CPPC's Policy Framework is built on three pillars. This post takes a closer look at the second: promoting evidence-based, balanced regulation, and why the way policy gets made matters just as much as the policy itself.
A new diagnostic test can take years to move from a research lab to a doctor's office, even after it has been shown to work. Somewhere in that gap, real patients are waiting for a tool that could change how their condition is caught or treated.
Regulation exists for good reason. Patients deserve to know that the devices and diagnostics they rely on are safe and effective. But there is a difference between rigorous review and unnecessary delay. When regulatory processes duplicate each other, or when decisions are shaped by politics or unsubstantiated concerns rather than clinical evidence, patients pay the price in lost time.
The goal is not less oversight. It is better oversight, grounded firmly in science and clinical data. Federal and state policymakers face real choices about how to structure review processes, and those choices should be measured against one standard: does this protect patients without choking off the innovations they need?
Balanced regulation does both at once. It keeps unsafe products off the market while making sure that safe, effective technologies reach patients without needless friction. It resists pressure to base decisions on assumptions rather than data. And it recognizes that every unnecessary delay is not a neutral outcome. It is a missed opportunity for someone waiting on the other side of that decision.
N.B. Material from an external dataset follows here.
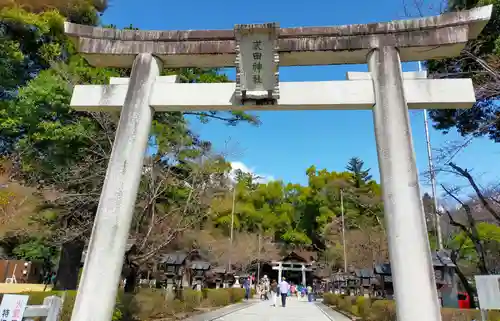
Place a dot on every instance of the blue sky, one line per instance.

The Coalition to Protect Patient Care believes regulatory decisions affecting medical technology should be grounded in science and clinical evidence, not politics. We will continue to make the case for standards that are rigorous where rigor is needed and efficient where efficiency serves patients.
Good regulation does not have to stand in the way of access. Done right, it is what makes access possible and safe. That is the balance we are working to protect.